Input Validation
One of the most effective security techniques, though time consuming at first, is user input validation. Ensuring that the input being processed matches your expectations can go a long way toward preventing the exploitation of unnoticed security holes.
Overview
Verify GET, POST, and cookie data has not been tampered with or contains data that is expected or within an expected range. For example, when collecting an id number from a GET variable, the following line of code would guarantee the variable is an integer.
$id = (int)$_GET['id'];
Verifying string data is more difficult and usually requires the use of regular expressions. The following statement guarantees that the string is a file name that beings with lowercase letters and ends in ".html".
if ( ereg( "^[a-z]+\.html$", $id ) ) { echo "Good!"; } else { die( "Try hacking somebody else's site." ); }
More regular expression patterns can be found at http://www.regexplib.com/DisplayPatterns.aspx. It is also a good idea to perform input validation on the client side using a language such as JavaScript. This helps reduce server overhead. However, client side validation alone is easily circumvented and cannot be trusted.
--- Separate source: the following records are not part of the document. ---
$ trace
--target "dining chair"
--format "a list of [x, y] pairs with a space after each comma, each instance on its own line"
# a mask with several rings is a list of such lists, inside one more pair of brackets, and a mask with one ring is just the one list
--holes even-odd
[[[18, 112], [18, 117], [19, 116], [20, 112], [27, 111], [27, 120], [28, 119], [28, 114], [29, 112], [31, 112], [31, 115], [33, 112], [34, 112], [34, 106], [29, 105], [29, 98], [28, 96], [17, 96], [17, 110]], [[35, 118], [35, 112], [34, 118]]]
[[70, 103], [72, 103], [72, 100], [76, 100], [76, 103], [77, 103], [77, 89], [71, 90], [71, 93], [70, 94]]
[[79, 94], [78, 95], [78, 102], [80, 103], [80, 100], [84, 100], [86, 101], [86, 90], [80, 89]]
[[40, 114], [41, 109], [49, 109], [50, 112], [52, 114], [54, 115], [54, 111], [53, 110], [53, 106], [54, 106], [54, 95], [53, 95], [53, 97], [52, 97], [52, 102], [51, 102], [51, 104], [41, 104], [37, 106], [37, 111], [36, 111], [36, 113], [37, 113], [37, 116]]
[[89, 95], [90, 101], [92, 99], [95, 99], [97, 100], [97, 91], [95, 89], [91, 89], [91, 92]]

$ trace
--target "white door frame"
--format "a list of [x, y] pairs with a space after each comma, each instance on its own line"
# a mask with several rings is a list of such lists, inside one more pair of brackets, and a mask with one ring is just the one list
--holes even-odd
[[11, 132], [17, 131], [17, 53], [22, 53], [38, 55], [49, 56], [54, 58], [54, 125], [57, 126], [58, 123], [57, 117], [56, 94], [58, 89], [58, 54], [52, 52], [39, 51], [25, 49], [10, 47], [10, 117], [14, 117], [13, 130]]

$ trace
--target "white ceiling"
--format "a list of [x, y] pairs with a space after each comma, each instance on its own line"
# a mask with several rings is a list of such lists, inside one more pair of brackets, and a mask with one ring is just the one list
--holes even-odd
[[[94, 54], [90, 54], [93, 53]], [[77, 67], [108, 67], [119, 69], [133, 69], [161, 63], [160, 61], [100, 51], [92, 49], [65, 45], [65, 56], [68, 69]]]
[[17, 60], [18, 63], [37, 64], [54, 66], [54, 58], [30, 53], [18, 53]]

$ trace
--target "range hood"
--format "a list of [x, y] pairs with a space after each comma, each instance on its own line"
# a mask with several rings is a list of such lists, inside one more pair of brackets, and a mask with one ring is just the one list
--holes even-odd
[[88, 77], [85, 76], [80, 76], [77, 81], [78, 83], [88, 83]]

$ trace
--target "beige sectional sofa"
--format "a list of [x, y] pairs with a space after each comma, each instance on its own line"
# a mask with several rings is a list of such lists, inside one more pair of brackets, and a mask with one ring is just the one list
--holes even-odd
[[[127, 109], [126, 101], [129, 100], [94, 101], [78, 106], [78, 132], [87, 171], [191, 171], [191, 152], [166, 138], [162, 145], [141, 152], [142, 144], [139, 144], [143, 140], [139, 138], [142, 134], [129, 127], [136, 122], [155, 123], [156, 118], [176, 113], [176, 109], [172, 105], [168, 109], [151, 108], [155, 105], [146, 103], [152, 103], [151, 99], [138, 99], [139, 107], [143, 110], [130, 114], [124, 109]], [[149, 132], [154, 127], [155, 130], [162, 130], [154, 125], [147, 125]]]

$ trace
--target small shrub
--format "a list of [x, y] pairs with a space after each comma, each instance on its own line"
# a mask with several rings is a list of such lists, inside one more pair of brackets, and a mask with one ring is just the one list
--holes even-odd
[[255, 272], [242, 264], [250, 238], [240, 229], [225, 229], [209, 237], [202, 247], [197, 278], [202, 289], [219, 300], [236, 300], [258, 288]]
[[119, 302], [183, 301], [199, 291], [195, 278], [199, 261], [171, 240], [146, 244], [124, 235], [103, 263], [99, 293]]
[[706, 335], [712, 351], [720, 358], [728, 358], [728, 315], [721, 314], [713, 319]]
Build a library for implementing input validation and add new patterns as you discover them. The more extensive your library becomes, the easier it is to verify input in the future.
Escaping Strings
All input should be escaped by using the relevant escaping method (which depends on the resource your data will get into). The important thing is not where the data comes from (any source should be considered untrusted), but instead it is important to consider where it is going:
- If your input goes to HTML, use htmlentities(), htmlspecialchars()
- If it goes to HTML link as a URL, use urlencode(), rawurlencode()
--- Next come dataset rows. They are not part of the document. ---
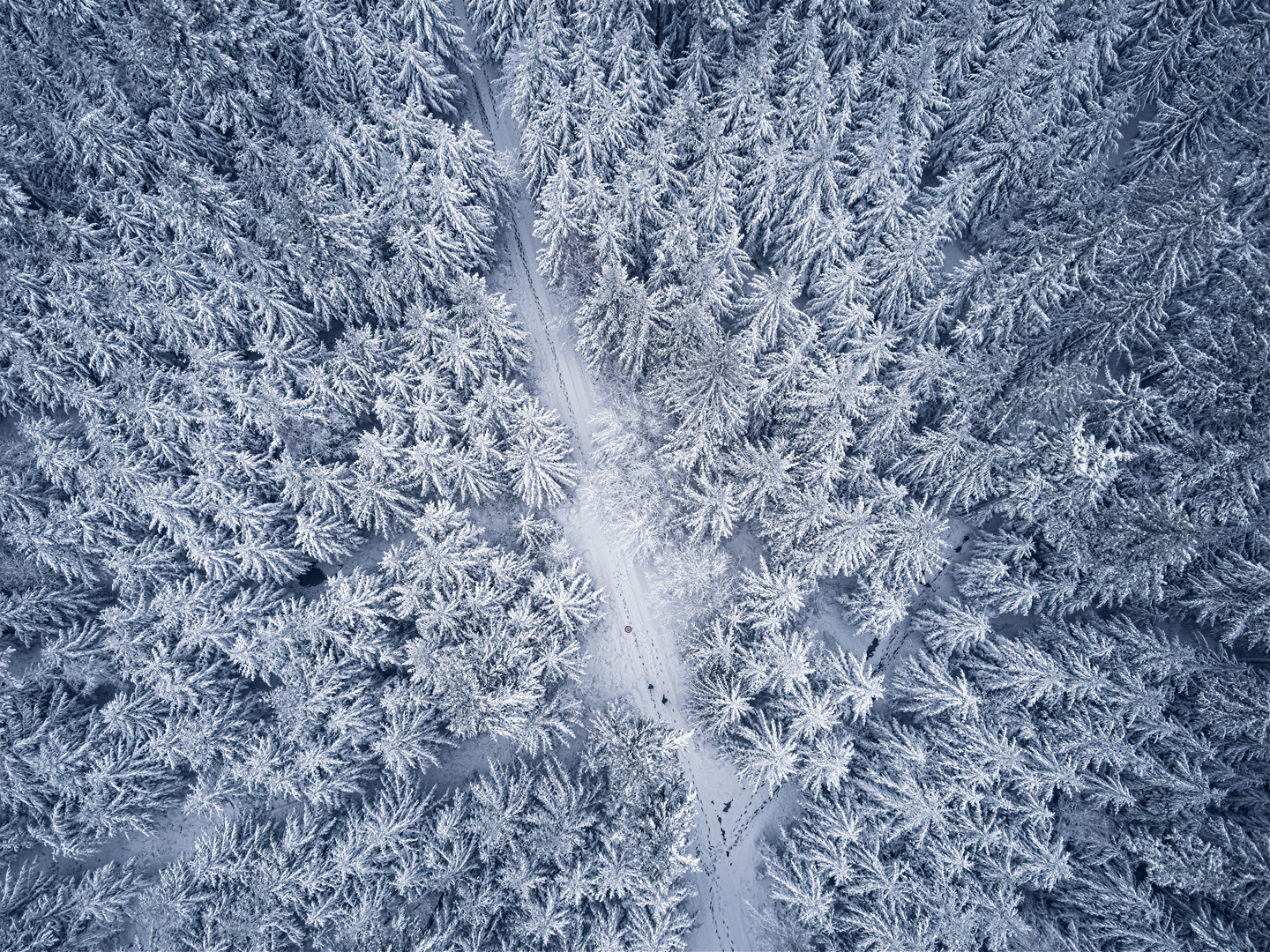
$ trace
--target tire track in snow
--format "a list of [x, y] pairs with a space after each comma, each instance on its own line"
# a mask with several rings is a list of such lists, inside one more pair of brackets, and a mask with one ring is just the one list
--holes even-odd
[[[467, 32], [469, 44], [475, 48], [464, 0], [455, 4], [455, 13]], [[514, 122], [505, 118], [499, 121], [489, 91], [489, 75], [483, 65], [474, 70], [470, 89], [484, 131], [495, 147], [516, 152], [519, 131]], [[485, 96], [490, 96], [490, 110], [485, 108]], [[537, 269], [530, 267], [527, 248], [533, 249], [536, 245], [532, 235], [533, 206], [523, 187], [517, 188], [514, 211], [511, 231], [516, 246], [514, 259], [519, 268], [514, 268], [513, 260], [513, 279], [519, 286], [517, 289], [521, 293], [517, 297], [522, 305], [522, 319], [530, 333], [535, 357], [544, 371], [537, 396], [570, 424], [574, 448], [579, 461], [585, 465], [592, 451], [589, 418], [598, 409], [599, 401], [561, 322], [549, 317], [549, 310], [555, 310], [554, 302], [546, 286], [540, 288]], [[530, 302], [532, 308], [527, 306]], [[659, 625], [648, 609], [649, 590], [643, 574], [629, 553], [616, 547], [602, 527], [589, 522], [577, 505], [570, 514], [573, 533], [582, 542], [578, 551], [584, 557], [588, 571], [605, 586], [612, 609], [616, 612], [620, 604], [622, 611], [622, 618], [610, 618], [611, 625], [597, 627], [594, 644], [588, 646], [593, 650], [597, 664], [603, 665], [593, 680], [599, 682], [608, 693], [632, 701], [636, 710], [677, 730], [691, 731], [682, 696], [687, 683], [686, 671], [669, 630]], [[626, 625], [632, 630], [629, 636], [621, 633]], [[653, 685], [653, 691], [648, 685]], [[594, 694], [596, 685], [588, 687]], [[762, 904], [766, 890], [756, 881], [757, 844], [753, 836], [747, 839], [747, 834], [758, 815], [772, 802], [772, 797], [756, 807], [758, 791], [743, 786], [732, 764], [715, 754], [696, 734], [679, 760], [696, 791], [697, 801], [695, 847], [700, 871], [692, 877], [697, 889], [696, 927], [686, 937], [688, 948], [758, 949], [759, 935], [751, 922], [748, 906], [751, 902], [756, 906]], [[723, 823], [724, 805], [729, 807], [728, 815], [738, 821], [730, 838]]]

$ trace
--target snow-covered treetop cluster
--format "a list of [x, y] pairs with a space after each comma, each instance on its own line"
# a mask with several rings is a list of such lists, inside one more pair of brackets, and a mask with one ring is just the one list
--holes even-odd
[[0, 944], [682, 946], [525, 189], [772, 944], [1265, 947], [1266, 142], [1257, 0], [0, 0]]

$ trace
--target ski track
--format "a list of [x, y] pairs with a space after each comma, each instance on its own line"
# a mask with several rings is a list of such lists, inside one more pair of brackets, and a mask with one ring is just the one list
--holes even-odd
[[[455, 13], [467, 33], [469, 46], [475, 48], [462, 0], [455, 3]], [[512, 117], [499, 114], [484, 63], [475, 66], [469, 89], [484, 132], [494, 146], [517, 155], [519, 129]], [[572, 322], [559, 320], [558, 302], [537, 268], [530, 264], [530, 255], [536, 260], [540, 245], [532, 231], [533, 204], [521, 183], [517, 183], [513, 212], [511, 297], [519, 306], [533, 348], [537, 396], [570, 428], [585, 470], [592, 453], [589, 423], [599, 399], [568, 336]], [[649, 609], [649, 589], [643, 572], [594, 515], [583, 512], [579, 504], [560, 515], [591, 576], [603, 586], [610, 609], [587, 645], [591, 658], [583, 692], [588, 702], [599, 706], [608, 698], [621, 697], [638, 711], [688, 732], [687, 673], [673, 632]], [[627, 625], [630, 635], [624, 631]], [[687, 948], [759, 949], [762, 933], [754, 910], [767, 905], [767, 890], [758, 880], [758, 844], [766, 826], [787, 815], [795, 791], [785, 788], [767, 796], [747, 787], [735, 768], [696, 735], [688, 740], [679, 760], [697, 795], [693, 845], [700, 869], [692, 877], [697, 891], [696, 918], [686, 937]], [[776, 801], [784, 811], [767, 810]], [[724, 805], [730, 805], [726, 812]], [[735, 829], [729, 829], [733, 823]]]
- If it goes to MySQL, use mysql_real_escape_string()
- If it goes to PGSQL use pg_escape_string()
- If it goes to system call, use escapeshellcmd(), escapeshellarg()
If allowing HTML is important, restrict its use to proper form and simple tags. A more powerful way to strip HTML tags is to use PHP’s strip_tags function or the more flexible HtmlFilter library.
If the destination resource has no escaping function associated, create one!
Libraries
A useful library for easy input validation is PEAR's HTML_QuickForm.
You must programmatically set up the form, with statements like:
$form->addElement("text", "Username", "Please enter your username here:");
A number of predefined filters and rules is defined, which are checked on the serverside as well as on the client using JavaScript. They can be added with statements like:
$form->addRule("Username", "Username is required", 'required', null, 'client');
When such a form is submitted, you usually don't get the result from $_GET, $_POST and friends, but instead do:
$form->exportValue("Username");
This has the advantage that if you populated a list and someone injected additional values, those will be ignored by the above statement. It's not necessary anymore to check whether the user has edited your HTML form offline and submitted illegal values.